By now, you've seen celebrities, Facebook friends, and even local news anchors dumping buckets of ice water over their heads to raise awareness and money for Amyotrophic lateral sclerosis (ALS), also known as Lou Gehrig's disease, a progressive neurodegenerative disease that affects nerve cells in the brain and the spinal cord.
The ALS Association says it has raised an unprecedented amount of money:
As of Monday, August 18, The ALS Association has received $15.6 million in donations compared to $1.8 million during the same time period last year (July 29 to August 18). These donations have come from existing donors and 307,598 new donors to The Association.
Well this is fabulous news. Even so, there are those criticizing the ice bucket challenge as "stunt philanthropy."
A Los Angeles Times writer, Michael Hiltzik, points out that ALS, though devastating to those with the condition, is a relatively rare disease compared to say, Alzheimer's, and other diseases that of course also deserve funding:
Stunt philanthropy like the ice bucket challenge doesn't accommodate these sorts of distinctions and comparisons--it just feeds whatever charity hits on a catchy device and treats all causes as essentially equivalent, distinguished only by their claim on public attention.
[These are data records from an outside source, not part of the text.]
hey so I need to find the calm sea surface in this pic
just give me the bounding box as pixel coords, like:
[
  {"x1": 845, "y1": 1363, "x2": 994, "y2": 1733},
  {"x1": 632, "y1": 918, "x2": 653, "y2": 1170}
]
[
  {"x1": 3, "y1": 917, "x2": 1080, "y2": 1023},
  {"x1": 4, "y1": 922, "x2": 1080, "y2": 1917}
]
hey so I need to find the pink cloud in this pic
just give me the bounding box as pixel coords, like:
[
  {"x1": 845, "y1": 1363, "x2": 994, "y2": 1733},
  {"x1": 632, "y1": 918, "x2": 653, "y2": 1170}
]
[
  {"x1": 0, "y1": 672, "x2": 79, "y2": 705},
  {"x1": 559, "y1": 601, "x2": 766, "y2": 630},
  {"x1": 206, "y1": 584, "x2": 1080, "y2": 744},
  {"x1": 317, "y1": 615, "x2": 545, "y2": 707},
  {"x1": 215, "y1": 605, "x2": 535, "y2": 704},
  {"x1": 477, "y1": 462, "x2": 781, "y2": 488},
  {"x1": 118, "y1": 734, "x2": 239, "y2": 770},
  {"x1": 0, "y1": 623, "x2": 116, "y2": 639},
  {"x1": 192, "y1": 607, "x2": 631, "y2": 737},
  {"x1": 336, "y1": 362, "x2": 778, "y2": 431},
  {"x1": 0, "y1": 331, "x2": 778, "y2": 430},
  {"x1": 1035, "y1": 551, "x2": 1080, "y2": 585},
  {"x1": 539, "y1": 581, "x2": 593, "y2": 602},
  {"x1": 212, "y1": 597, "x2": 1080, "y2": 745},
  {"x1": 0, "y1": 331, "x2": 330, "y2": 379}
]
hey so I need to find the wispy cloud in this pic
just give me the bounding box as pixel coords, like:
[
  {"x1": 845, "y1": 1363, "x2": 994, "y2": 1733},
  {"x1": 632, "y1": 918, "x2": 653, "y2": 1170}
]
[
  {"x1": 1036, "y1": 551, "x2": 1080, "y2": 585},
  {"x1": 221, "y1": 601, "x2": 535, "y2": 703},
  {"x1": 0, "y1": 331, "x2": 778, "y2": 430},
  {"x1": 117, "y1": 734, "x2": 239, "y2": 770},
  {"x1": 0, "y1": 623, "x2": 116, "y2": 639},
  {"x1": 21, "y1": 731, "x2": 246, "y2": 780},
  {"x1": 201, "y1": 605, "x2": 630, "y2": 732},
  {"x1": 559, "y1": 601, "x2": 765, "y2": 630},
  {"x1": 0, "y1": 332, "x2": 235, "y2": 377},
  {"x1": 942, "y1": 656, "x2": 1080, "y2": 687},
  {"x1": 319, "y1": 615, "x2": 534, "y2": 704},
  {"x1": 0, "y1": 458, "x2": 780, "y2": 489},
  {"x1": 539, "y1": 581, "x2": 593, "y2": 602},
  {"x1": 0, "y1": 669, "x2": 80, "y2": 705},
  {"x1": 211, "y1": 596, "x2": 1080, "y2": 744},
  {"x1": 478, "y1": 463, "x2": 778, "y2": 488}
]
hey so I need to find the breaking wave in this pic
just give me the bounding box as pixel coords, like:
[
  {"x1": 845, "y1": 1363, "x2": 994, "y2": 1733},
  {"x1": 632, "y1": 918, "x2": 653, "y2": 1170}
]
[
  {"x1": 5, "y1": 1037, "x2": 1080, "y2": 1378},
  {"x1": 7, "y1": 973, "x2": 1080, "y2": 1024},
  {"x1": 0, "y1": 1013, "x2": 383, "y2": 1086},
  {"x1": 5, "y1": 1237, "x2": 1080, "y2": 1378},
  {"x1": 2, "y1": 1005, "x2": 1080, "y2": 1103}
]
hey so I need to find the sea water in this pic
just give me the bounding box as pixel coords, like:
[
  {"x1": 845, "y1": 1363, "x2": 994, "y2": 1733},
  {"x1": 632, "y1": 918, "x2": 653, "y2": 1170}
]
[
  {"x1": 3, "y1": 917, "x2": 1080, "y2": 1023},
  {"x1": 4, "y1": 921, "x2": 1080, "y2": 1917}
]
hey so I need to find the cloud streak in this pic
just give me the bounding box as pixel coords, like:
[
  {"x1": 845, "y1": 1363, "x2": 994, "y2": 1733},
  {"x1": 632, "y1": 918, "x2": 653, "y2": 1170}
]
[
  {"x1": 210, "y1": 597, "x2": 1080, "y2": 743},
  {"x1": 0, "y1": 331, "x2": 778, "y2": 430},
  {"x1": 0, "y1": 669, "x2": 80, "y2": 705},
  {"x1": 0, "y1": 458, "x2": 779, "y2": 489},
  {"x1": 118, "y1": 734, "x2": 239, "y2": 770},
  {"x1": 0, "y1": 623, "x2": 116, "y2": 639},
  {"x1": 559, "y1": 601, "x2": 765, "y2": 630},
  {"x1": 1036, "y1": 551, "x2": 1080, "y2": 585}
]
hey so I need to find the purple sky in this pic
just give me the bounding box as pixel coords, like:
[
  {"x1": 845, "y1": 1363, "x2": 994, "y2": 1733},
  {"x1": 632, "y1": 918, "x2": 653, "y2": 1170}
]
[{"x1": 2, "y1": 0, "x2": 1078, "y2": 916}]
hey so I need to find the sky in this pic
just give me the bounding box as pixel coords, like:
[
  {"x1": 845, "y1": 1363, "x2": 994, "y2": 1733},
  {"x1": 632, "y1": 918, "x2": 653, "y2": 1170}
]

It's a fair guess that most people prompted by ice bucket publicity to make a donation don't know much about ALS beyond the fact that Lou Gehrig got it (maybe they know about Stephen Hawking, too). They may assume that it's a major public health problem, though the numbers say it's not./blockquote>
The writer concludes that if you want to do the ice bucket challenge just because famous people are doing it, "maybe you should give a bit more thought to where you donate your money."
Others have criticized the ice bucket challenge for being a form of or "slacktivism," advocacy that requires little real world participation, understanding or involvement in the cause.
"A lot of the participants are probably spending more money on bagged ice than on ALS research," wrote Will Oremus in Slate.